Search
Monday 22 December 2014
  • :
  • :

Rezim As’ad Tega Bantai 32 Anak Suriah

Jenazah anak-anak yang tewas dalam pembantaian di kota Houla, tengah disemayamkan.

Jenazah anak-anak yang tewas dalam pembantaian di kota Houla, tengah disemayamkan.

CitraIndonesia.com : Tim pengawas PBB memastikan 32 dari 90 jenazah yang ditemukan akibat pembantaian pasukan pemerintah Suriah di kota Houla adalah anak-anak.

Sebuah rekaman video menayangkan pemandangan mengerikan puluhan jenazah anak-anak bergelimpangan bergelimang darah.

Meski belum dapat dipastikan kebenarannya koresponden BBC mengatakan gambar semacam itu sangat sulit dipalsukan.

Komandan misi PBB di Suriah Mayor Jenderal Robert Mood kepada BBC mengatakan pembantaian di Houla ini adalah sebuah tidakan kejam dan tak bisa dimaafkan.

Jenderal Mood memastikan pasukan penyerang menggunakan senjata berbagai ukuran, senapan mesin hingga tank.

Namun, Jenderal Mood tidak menyatakan dugaannya terkait pasukan yang menyerang kota Houla.

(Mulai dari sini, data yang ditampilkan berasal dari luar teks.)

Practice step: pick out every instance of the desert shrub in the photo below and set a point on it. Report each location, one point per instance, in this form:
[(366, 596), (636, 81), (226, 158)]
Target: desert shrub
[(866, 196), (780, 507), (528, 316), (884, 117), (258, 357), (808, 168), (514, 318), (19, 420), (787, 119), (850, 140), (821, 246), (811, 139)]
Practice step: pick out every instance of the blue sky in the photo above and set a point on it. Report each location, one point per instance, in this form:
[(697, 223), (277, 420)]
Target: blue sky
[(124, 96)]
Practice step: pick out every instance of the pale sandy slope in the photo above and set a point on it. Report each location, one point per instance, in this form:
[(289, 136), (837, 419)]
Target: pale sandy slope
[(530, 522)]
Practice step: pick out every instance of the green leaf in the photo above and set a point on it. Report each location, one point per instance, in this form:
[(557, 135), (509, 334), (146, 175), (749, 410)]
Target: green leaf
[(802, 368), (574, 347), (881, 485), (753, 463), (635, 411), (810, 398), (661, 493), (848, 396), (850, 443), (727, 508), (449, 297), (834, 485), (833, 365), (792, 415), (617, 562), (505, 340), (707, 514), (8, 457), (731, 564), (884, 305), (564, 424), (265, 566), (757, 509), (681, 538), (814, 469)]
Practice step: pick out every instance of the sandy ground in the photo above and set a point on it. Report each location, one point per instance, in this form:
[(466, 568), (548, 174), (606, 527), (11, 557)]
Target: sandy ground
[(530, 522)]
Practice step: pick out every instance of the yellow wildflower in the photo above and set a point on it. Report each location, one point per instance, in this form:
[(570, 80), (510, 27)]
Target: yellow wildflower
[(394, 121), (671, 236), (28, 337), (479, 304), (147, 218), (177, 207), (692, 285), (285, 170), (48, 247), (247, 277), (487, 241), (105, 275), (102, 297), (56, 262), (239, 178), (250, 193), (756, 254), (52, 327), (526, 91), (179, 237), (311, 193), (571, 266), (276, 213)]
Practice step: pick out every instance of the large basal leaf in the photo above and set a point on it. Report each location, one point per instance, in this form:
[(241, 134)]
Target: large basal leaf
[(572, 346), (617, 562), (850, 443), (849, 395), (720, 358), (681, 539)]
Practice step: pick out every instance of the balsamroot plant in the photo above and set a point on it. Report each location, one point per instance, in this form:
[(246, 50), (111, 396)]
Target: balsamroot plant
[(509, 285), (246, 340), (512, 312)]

Sementara itu Sekretaris Jenderal PBB dan utusan PBB untuk Suriah Kofi Annan mengatakan pemboman ke arah permukiman penduduk adalah pelanggaran nyata terhadap hukum internasional.

Serangan ke kota Houla pada Jumat (25/5) lalu adalah salah satu serangan paling brutal di satu wilayah sejak pemberontakan melawan Presiden Bashar al-Assad dimulai pada Maret 2011.

Para aktivis kemanusiaan mengatakan korban tewas disebabkan pemboman terus menerus, namun sebagian korban tewas akibat eksekusi atau dibantai shabiba milisi bentukan pemerintah.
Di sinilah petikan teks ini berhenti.